# Notebook 4: Exploring Bivariate Relationships and Working with Weights

In Notebook 3, we learned how to explore our variables, recode categorical variables into dummies, and clean and/or classify our numeric variables.

In today's lab, we're going to focus on

> Exploring relationships between two variables

We will also be introducing the concept of weights.  **USING WEIGHTS THIS SEMESTER IS OPTIONAL.**  But it is helpful to know what they are and how they work if you ever encounter them in a professional setting.

## 1.0 Reading in our libraries, our dataset, and renaming our variables

Just the intro material!  Remember, you need to run all the cells in order - libraries, read data, and rename data, otherwise Python will give you an error message!  Note that there is a new datafile that includes the RAKEDW0 variable - this is our weight variable.

In [None]:
# First, We're going to call in our libraries

import numpy as np
import pandas as pd
import math
from scipy import stats
import seaborn as sns
import matplotlib as plt
import matplotlib.pyplot as plt
import scipy 
from datascience import *

pd.options.display.float_format = '{:.2f}'.format

In [None]:
#Show our plots in the Jupyter notebook
%matplotlib inline

In [None]:
#When we start working with nan (missing) values, we can get warnings - we're going to ignore them here
import warnings
warnings.filterwarnings("ignore") 

In [None]:
#Now we're going to read in our data

# Here is my code for reading in the complete CHIS data 2

# col_list = ['AC47', 'AC42', 'SRSEX', 'AC46', 'POVLL', 'AE_VEGI', 'OMBSRR_P1','POVGWD_P1','RAKEDW0']
#chis_df=pd.read_csv("CHIS_2018_Adult_All.csv", usecols=col_list)
#chis_df

#today we're going to work with the extract as we did last week

chis_df = pd.read_csv('chis_extract_2018_weights.csv')
chis_df

In [None]:
chis_df.rename(columns={'AC47':'drank_water', 
                        'AC42':'nhood_fv', 
                        'AE_VEGI':'ate_fv',
                        'SRSEX': 'sex',
                        'AC46': 'drank_sweet',
                        'OMBSRR_P1': 'race_ethnicity',
                        'POVGWD_P1' : 'pov_ratio',
                       'POVLL' : 'pov_cat',
                       'RAKEDW0': 'weight'}, inplace=True)
chis_df

### Codebook

> AC46: Number of times respondent drank sweet fruit drinks in past month

> AC47: Number of times respondent drank water yesterday

> AE_VEGI: Number of times respondent eats vegetables per week

> AC42: Number of times respondent was able to find fresh fruits/vegetables in neighborhood
(1=Never, 2=Sometimes, 3 = Usually, 4 = Always, 5=Doesn't eat f/v, 6: Doesn't shop for f/v, 7 Doesn't shop in neighborhood)

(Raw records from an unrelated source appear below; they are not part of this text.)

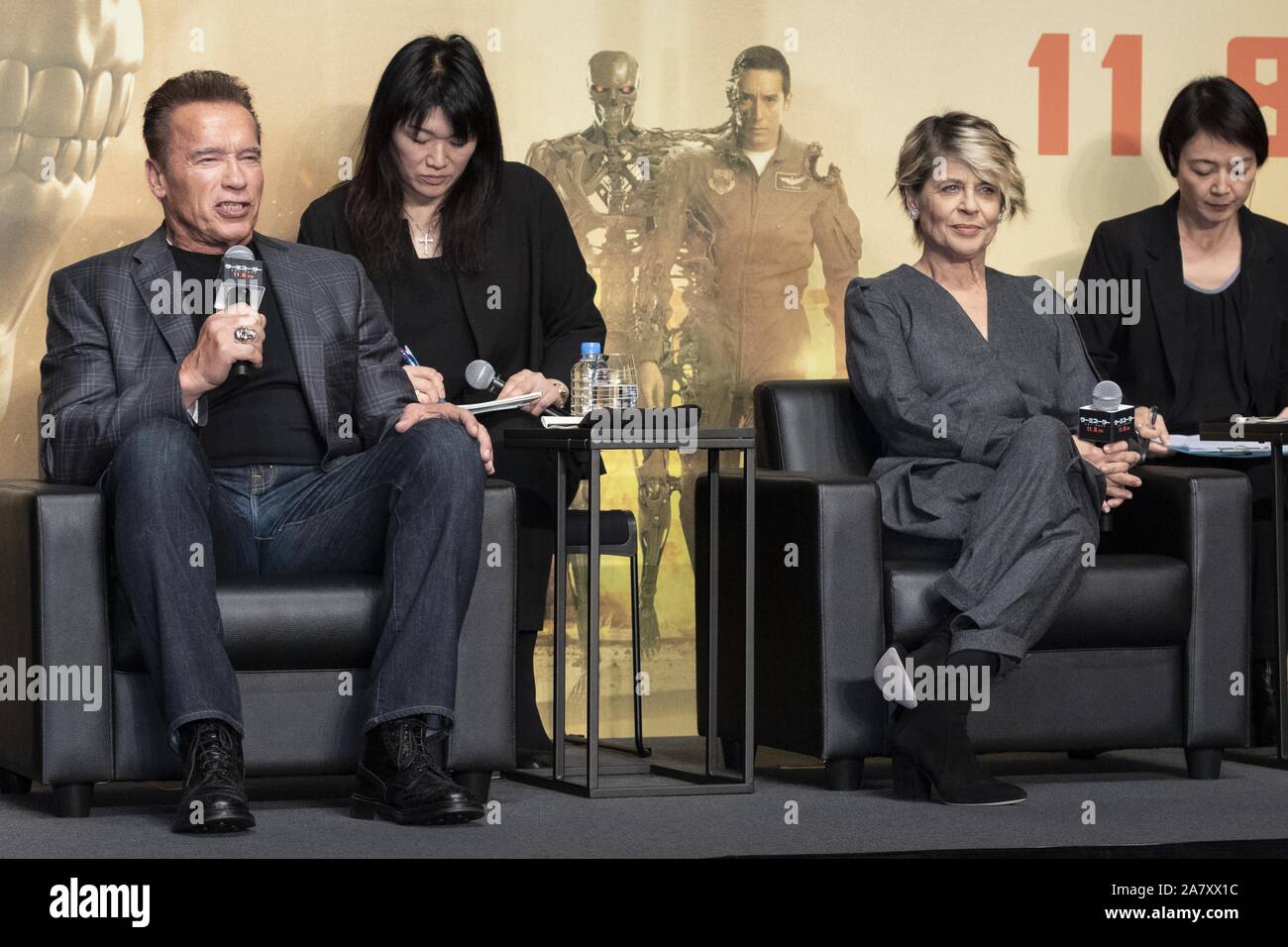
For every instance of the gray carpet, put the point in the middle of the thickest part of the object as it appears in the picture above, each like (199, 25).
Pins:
(1141, 797)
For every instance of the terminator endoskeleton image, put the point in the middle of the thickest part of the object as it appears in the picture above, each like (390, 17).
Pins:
(614, 184)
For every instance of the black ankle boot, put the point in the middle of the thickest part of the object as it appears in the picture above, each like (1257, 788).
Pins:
(532, 749)
(214, 776)
(930, 746)
(1265, 702)
(402, 777)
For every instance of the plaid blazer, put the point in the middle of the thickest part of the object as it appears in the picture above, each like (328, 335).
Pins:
(112, 364)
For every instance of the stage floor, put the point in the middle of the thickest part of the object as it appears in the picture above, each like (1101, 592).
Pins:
(1140, 799)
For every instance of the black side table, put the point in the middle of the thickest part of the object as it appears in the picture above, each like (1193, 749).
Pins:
(583, 446)
(1276, 434)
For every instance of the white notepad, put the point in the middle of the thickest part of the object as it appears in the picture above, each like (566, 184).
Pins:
(502, 403)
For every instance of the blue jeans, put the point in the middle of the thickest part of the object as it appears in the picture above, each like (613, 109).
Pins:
(410, 508)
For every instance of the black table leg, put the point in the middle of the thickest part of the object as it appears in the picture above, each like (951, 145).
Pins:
(592, 633)
(712, 608)
(1280, 604)
(748, 740)
(561, 612)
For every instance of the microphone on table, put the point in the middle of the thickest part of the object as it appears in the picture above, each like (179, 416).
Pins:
(1107, 419)
(482, 376)
(241, 281)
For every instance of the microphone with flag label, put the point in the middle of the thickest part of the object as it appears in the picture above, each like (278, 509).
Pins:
(482, 376)
(241, 279)
(1107, 419)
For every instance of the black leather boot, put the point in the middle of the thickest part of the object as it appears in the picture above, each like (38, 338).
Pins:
(400, 779)
(930, 748)
(214, 776)
(1265, 702)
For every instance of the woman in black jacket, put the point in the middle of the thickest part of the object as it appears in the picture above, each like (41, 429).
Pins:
(1207, 337)
(473, 257)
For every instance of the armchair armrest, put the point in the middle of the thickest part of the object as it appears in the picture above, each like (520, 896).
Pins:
(1202, 517)
(819, 615)
(53, 600)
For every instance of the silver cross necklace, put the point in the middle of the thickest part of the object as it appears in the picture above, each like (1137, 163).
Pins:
(424, 239)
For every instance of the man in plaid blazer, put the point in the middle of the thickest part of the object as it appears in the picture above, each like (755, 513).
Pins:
(320, 459)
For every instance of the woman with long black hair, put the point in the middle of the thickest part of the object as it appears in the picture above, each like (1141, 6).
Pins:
(473, 257)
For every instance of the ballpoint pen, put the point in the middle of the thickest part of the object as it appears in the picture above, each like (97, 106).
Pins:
(411, 360)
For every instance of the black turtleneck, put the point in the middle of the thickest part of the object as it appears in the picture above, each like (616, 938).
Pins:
(265, 418)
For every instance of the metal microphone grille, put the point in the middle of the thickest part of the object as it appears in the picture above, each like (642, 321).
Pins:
(1107, 395)
(480, 373)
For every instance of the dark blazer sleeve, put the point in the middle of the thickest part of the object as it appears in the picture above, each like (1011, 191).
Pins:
(567, 290)
(888, 388)
(1106, 260)
(321, 226)
(384, 389)
(77, 388)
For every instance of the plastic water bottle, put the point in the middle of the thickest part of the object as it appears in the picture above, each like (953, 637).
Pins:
(585, 376)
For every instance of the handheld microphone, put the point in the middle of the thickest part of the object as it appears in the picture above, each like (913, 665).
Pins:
(482, 376)
(241, 281)
(1107, 419)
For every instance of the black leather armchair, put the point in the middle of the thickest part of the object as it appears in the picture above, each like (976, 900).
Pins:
(1142, 656)
(300, 646)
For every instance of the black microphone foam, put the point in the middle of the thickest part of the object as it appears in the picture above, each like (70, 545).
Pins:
(243, 282)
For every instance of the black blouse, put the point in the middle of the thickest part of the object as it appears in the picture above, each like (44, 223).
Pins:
(429, 318)
(1214, 350)
(531, 307)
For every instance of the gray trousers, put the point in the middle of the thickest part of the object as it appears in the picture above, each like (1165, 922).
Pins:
(1024, 543)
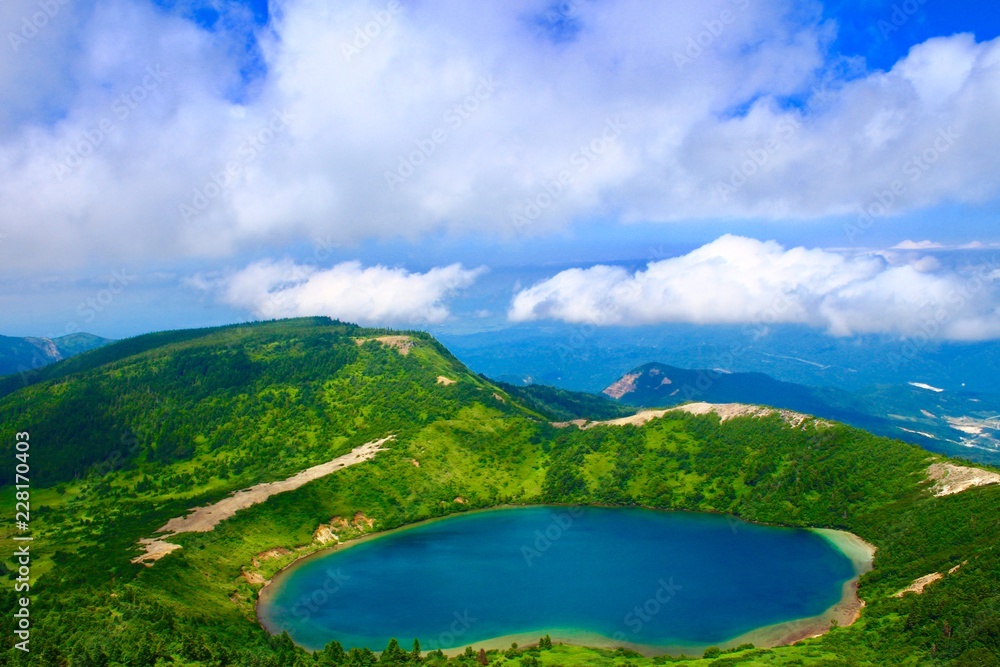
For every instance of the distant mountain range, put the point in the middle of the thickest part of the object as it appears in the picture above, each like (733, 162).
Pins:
(20, 355)
(957, 423)
(585, 357)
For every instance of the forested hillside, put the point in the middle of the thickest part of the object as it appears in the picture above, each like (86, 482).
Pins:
(136, 433)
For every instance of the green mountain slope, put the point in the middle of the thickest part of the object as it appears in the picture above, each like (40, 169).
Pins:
(132, 435)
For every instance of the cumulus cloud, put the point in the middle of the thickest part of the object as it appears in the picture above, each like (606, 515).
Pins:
(348, 291)
(736, 280)
(374, 119)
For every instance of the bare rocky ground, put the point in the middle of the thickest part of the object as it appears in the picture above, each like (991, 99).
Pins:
(206, 518)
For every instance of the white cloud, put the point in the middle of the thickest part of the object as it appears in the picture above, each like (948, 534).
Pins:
(740, 280)
(353, 117)
(348, 291)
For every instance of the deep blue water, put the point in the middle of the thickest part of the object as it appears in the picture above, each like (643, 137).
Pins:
(632, 575)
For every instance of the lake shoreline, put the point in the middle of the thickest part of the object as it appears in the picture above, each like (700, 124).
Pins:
(843, 613)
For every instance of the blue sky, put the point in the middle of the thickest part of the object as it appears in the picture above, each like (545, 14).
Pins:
(176, 164)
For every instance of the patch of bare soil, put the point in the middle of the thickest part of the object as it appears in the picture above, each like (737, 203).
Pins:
(920, 584)
(205, 519)
(950, 478)
(724, 410)
(401, 343)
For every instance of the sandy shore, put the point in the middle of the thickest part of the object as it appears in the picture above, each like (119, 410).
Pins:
(206, 518)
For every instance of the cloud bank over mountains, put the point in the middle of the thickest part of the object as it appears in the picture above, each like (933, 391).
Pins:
(736, 280)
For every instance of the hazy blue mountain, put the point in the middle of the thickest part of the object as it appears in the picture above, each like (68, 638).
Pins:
(589, 358)
(19, 355)
(957, 423)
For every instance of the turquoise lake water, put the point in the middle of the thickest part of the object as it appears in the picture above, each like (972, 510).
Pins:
(634, 576)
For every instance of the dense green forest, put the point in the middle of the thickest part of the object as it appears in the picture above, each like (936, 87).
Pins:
(127, 436)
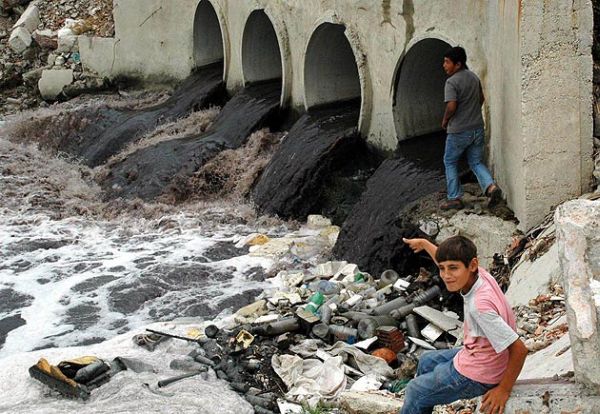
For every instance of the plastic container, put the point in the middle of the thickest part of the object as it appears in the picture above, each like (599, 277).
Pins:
(367, 328)
(315, 302)
(388, 277)
(386, 308)
(344, 333)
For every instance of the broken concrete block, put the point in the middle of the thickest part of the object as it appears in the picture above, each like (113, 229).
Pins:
(53, 81)
(369, 402)
(46, 38)
(556, 359)
(577, 229)
(20, 40)
(530, 279)
(30, 19)
(489, 233)
(67, 40)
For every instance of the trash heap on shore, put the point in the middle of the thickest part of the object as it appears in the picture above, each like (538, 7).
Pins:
(326, 334)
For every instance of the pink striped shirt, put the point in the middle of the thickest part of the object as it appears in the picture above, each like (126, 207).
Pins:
(489, 329)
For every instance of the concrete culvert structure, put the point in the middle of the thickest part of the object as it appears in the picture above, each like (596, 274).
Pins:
(330, 70)
(208, 38)
(419, 89)
(261, 53)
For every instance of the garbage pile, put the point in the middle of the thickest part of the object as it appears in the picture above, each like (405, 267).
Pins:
(544, 321)
(323, 331)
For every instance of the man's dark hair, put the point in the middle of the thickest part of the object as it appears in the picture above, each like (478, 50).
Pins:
(456, 248)
(457, 54)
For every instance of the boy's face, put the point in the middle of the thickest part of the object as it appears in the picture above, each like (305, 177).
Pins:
(450, 67)
(457, 276)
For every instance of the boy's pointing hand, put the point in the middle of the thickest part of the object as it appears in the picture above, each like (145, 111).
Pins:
(416, 245)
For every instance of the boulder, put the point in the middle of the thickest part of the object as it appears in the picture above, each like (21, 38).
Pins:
(577, 230)
(46, 38)
(356, 402)
(52, 82)
(490, 234)
(530, 279)
(30, 19)
(20, 40)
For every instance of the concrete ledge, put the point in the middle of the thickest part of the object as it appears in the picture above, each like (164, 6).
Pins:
(98, 54)
(536, 397)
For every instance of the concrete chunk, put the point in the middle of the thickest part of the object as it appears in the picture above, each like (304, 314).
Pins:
(577, 229)
(444, 322)
(20, 40)
(369, 402)
(30, 19)
(53, 81)
(530, 279)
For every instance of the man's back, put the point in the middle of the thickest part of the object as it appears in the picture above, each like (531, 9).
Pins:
(464, 87)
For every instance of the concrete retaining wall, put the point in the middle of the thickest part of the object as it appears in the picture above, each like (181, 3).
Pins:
(534, 59)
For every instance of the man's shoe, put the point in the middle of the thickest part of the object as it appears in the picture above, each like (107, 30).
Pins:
(452, 205)
(495, 195)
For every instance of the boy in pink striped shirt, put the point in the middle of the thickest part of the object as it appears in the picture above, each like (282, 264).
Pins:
(492, 355)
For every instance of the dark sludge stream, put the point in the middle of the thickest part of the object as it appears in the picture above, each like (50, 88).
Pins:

> SRSEX: Self-reported Sex (1= Male, 2=Female)

> OMBSRR_P1: Race/ethnicity
(1=Hispanic, 2= White NH, 3=Black NH, 4=AmIndian/Alaska Native NH, 5=Asian NH, 6=Other or two or more)

> POVLL: poverty level
(1 = 0-99% FPL, 2=100-199% FPL, 3=200-299% FPL, 4=300% FPL and above)

> POVGWD_P1: Family Poverty Threshold Level

> RAKEDW0: Individual weight

##  2.0  Exploring Bivariate Relationships

### 2.1 Hypothesis

Let's start by reminding ourselves why we're doing all this data cleaning!  I am a city planner interested in the issue of soda taxes.   I am concerned that people in poverty will disporportionately bear the burden of a soda tax.  

**My hypothesis is that people who are poor are more likely to drink sweet fruit drinks/sodas, so this is a regressive tax.**

>  Y Variable: Number of Sodas/Sweet Drinks (AC46 - renamed drank_sweet)

>  X Variable: Ratio of income to poverty line  (POVGWD_P1  - renamed pov_ratio)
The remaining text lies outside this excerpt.